Luiz Alberto Dias Menezes (5 October 1950 – 9 July 2014) was a Brazilian scientist and collector who combined practical fieldwork with the trade and study of minerals. Born in São Paulo, he worked for decades assembling specimens, collaborating with researchers and supplying material that has been studied by mineralogists worldwide. He is described in sources as a geologist, mineralogist and mineral dealer, roles that reflect both his technical knowledge and his active role in the mineral-collecting community.

Career and activities

Menezes combined field collecting with curatorial and commercial activity. As a collector he located and recovered specimens that later entered museum and private collections. As a dealer he helped make rare minerals available to researchers and enthusiasts, often facilitating formal description or analysis by academic groups. Such intermediaries play a recurring role in mineralogy by supplying fresh material for study and by documenting occurrences that might otherwise remain obscure.

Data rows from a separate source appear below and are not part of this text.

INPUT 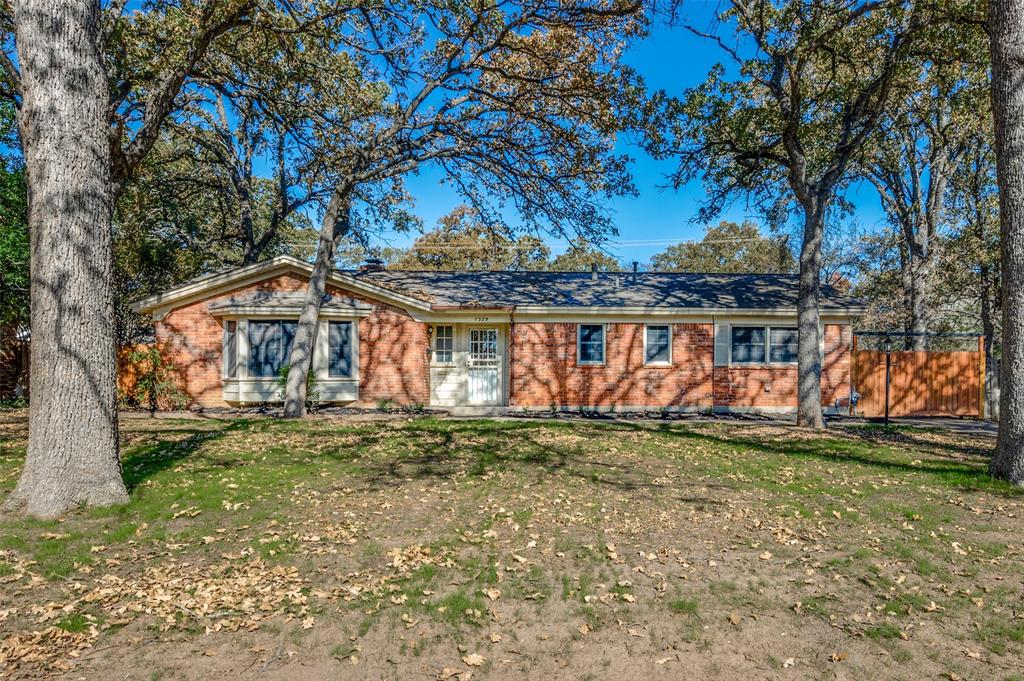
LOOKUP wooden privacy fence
[850,336,985,418]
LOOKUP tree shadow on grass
[348,421,732,505]
[121,421,256,493]
[638,425,1024,497]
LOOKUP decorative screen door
[468,328,502,405]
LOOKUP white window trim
[577,323,608,367]
[643,324,671,367]
[729,324,800,367]
[765,325,798,367]
[220,320,235,381]
[227,316,359,385]
[430,324,456,368]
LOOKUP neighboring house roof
[132,256,863,318]
[346,269,861,309]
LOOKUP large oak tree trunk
[907,244,935,350]
[7,0,128,517]
[989,0,1024,484]
[979,260,999,422]
[797,201,825,429]
[285,191,349,419]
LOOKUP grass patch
[669,598,700,615]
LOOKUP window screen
[327,322,352,378]
[249,320,296,378]
[223,320,239,378]
[434,326,455,365]
[643,325,672,365]
[579,324,604,365]
[768,327,799,364]
[732,327,765,365]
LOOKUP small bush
[123,347,188,415]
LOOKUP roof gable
[132,255,863,320]
[132,255,430,320]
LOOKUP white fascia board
[131,255,430,321]
[210,305,371,318]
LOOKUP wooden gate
[850,337,985,418]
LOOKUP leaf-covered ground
[0,412,1024,680]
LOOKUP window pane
[643,326,671,365]
[768,329,799,364]
[434,326,455,365]
[249,320,296,378]
[732,327,765,365]
[580,324,604,364]
[327,322,352,378]
[223,320,239,378]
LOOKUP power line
[403,237,768,251]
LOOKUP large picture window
[577,324,604,365]
[327,322,353,378]
[434,325,455,365]
[731,327,800,365]
[768,327,799,364]
[732,327,765,365]
[643,324,672,365]
[249,320,297,378]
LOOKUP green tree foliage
[650,220,797,273]
[858,13,991,349]
[114,135,315,344]
[285,0,645,417]
[0,102,29,333]
[648,0,934,428]
[388,205,550,271]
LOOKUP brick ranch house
[134,256,863,412]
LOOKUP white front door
[468,327,502,405]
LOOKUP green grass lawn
[0,413,1024,679]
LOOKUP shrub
[126,347,188,415]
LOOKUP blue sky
[383,13,884,263]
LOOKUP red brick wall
[511,323,851,409]
[156,274,429,407]
[821,324,853,405]
[511,323,714,408]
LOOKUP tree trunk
[797,200,825,429]
[7,0,128,517]
[906,238,935,350]
[989,0,1024,485]
[285,190,349,419]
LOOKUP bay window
[730,326,799,365]
[249,320,298,378]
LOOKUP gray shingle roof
[344,269,862,309]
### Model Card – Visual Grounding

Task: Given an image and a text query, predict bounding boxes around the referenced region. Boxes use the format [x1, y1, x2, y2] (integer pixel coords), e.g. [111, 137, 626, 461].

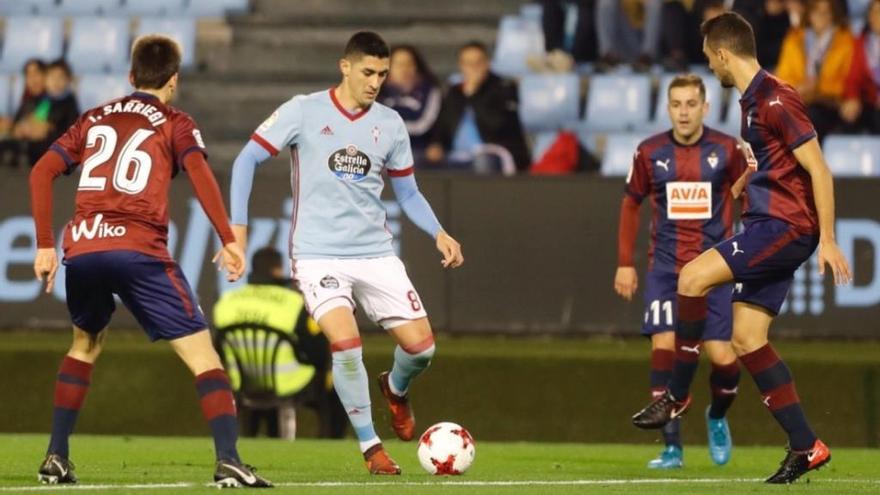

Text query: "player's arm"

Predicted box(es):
[183, 152, 246, 282]
[30, 149, 68, 294]
[229, 139, 271, 254]
[614, 148, 650, 301]
[229, 96, 302, 250]
[793, 137, 852, 285]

Menezesite and scientific recognition

The most widely noted scientific acknowledgment of his work is the mineral named menezesite. The type material for that species came from specimens he collected, and the mineral was named in his honor to recognize his contribution. Naming a mineral after a person is a customary way the mineralogical community records the role of collectors, researchers and patrons who enabled a discovery.

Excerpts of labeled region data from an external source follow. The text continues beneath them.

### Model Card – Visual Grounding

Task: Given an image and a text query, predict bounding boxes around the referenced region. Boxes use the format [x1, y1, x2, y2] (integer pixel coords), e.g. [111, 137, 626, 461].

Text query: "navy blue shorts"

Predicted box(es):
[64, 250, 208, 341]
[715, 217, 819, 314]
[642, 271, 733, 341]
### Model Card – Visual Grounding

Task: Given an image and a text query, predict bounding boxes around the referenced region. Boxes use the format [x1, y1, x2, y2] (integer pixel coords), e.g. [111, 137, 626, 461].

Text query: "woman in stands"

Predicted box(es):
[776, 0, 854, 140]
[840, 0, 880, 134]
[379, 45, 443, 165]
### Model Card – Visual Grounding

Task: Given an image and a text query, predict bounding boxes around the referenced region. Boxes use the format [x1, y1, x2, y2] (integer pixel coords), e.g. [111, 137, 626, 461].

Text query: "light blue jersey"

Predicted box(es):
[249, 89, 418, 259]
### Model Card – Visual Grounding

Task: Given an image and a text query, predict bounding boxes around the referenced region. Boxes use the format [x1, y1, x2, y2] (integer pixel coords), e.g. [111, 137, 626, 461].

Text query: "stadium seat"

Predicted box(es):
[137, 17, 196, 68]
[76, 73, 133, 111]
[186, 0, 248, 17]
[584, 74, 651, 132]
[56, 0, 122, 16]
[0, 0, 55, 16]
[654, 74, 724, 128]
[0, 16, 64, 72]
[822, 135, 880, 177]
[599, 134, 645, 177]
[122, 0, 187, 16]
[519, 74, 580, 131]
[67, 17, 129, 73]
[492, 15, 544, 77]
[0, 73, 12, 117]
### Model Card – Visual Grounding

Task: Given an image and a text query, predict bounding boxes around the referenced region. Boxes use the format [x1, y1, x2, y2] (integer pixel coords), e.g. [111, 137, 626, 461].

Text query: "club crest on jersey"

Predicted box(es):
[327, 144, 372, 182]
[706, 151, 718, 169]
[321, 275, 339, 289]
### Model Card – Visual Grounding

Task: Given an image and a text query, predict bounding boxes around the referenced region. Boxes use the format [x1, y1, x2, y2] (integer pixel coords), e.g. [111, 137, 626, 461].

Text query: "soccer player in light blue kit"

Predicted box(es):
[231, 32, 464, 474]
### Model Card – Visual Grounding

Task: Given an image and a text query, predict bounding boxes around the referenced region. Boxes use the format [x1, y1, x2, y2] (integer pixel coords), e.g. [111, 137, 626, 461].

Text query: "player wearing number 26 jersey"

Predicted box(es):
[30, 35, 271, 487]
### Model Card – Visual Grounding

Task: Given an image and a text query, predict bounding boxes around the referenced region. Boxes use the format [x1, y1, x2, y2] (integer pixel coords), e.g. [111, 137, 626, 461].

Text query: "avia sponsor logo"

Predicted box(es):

Contributions and importance

Beyond the eponymous mineral, Menezes is remembered for connecting field discoveries with laboratories and collections. Collectors and dealers like him can influence which occurrences are sampled and which new species are described. Their work supports systematic classification, museum exhibits and private study, and it helps preserve specimens that might otherwise be lost to mining or decay.

  • Roles: field collector, supplier to institutions, collaborator with researchers
  • Legacy: type material for menezesite and ongoing recognition among collectors
  • Context: exemplifies how non-academic specialists contribute to mineral science

Menezes died on 9 July 2014 in São Paulo, aged 63. His name remains attached to the mineral menezesite and is often cited in discussions about the interplay between field collecting and formal mineralogical research. For further background on minerals, mineral collectors and naming conventions see general resources and institutional pages on mineralogy (mineral resources, geology overviews, mineralogical societies).

While detailed biographical material about his private life is limited in public sources, Menezes's professional footprint persists through specimen labels, collection catalogues and the mineralogical literature that references the material he supplied. These tangible traces summarize a working life devoted to finding, documenting and sharing mineral specimens.